Once the van door slid opened I knew we would not leave empty handed. Ten adorable Rat Terrier puppies ran around a makeshift pen. How this elderly couple, who lived some forty miles away in a tiny community called Tonopah, just happened to be “in the neighborhood” with a litter of Rat Terrier puppies on that Sunday night I may never come to fully understand; however, fate is as good as any explanation.

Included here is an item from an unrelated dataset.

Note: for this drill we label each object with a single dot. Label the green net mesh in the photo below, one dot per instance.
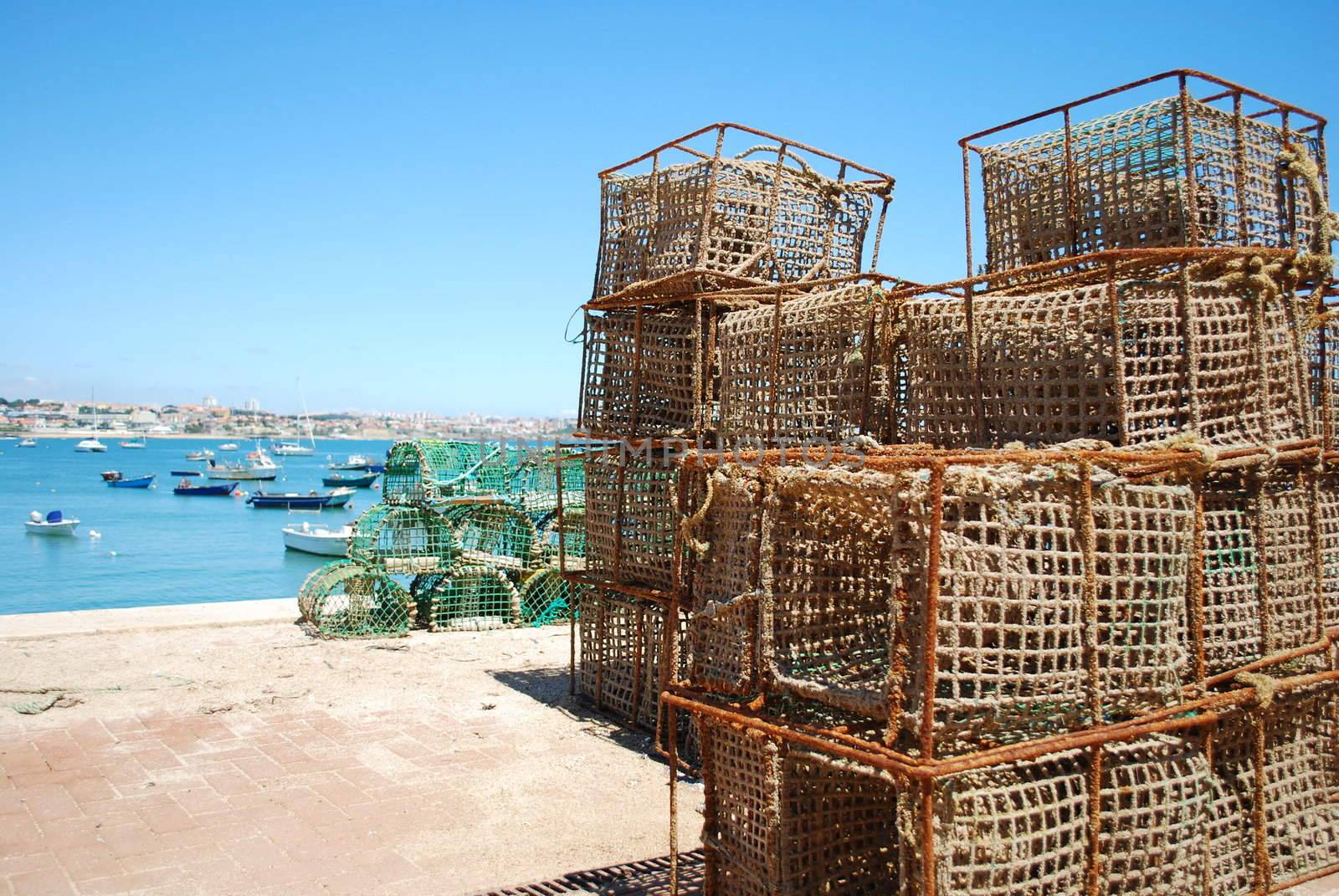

Very quickly the boys agreed and picked the smallest, the “runt” of the litter, and did indeed name him Lipton after seeing a brown patch over his left eye which looked like the color of tea. This was followed by a late night run to Petsmart, with my older son and our complete reliance on the high school kid with the Petsmart polo shirt who recommended a boatload of puppy supplies, ensuring each item was essential to Lipton’s smooth transition. Three hundred dollars later, which included Petsmart puppy lessons, we returned home to find my youngest son positioning Lipton on a piece of newspaper so he would not tinkle on the tile. My boys played with their new dog well into the night. This would be the beginning of the end regarding my indifference to dogs
Later, there would come potty training, Lipton’s first road trip and numerous nights where he would be hustled into bed with one of the two boys, which I would only later discover the next morning when I would find the two, a boy and his dog, sleeping side by side. There would be a second round of puppy lessons after the instructor discreetly explained that as a result of Lipton’s “exuberance” he would benefit from more remedial instruction. Over the years he would win over all who met him. How could you not love a rugged little dog who wanted nothing more than his belly rubbed and a chance to chase a tennis ball over and over.
When it came time, it was difficult and sad. I had underestimated Lipton’s impact on each of us. My partner and oldest son volunteered to take Lipton to the vet. I wanted nothing to do with his final moments; I wanted nothing to offset the positive memories of a dog that I never thought I would come to love. In the final days leading up to this, all of us spent extra time with Lipton as a result of his labored breathing and sniffles and snorts, clearly reconfirming what we already knew – his time was near. My oldest son would stay with him until the end, emerging from the room in tears. In many ways this is how it should have been since Lipton was really his dog. He fought for him and more than any other, Lipton became his tried and true companion. While they were away, I gathered up Lipton’s toys throughout the backyard, coming to rest on a large boulder and unexpectedly I cried. Over the last week, we’ve all heard familiar noises throughout the house that remind us of him, not to mention the box of tea bags that sits in the cabinet with his name on it.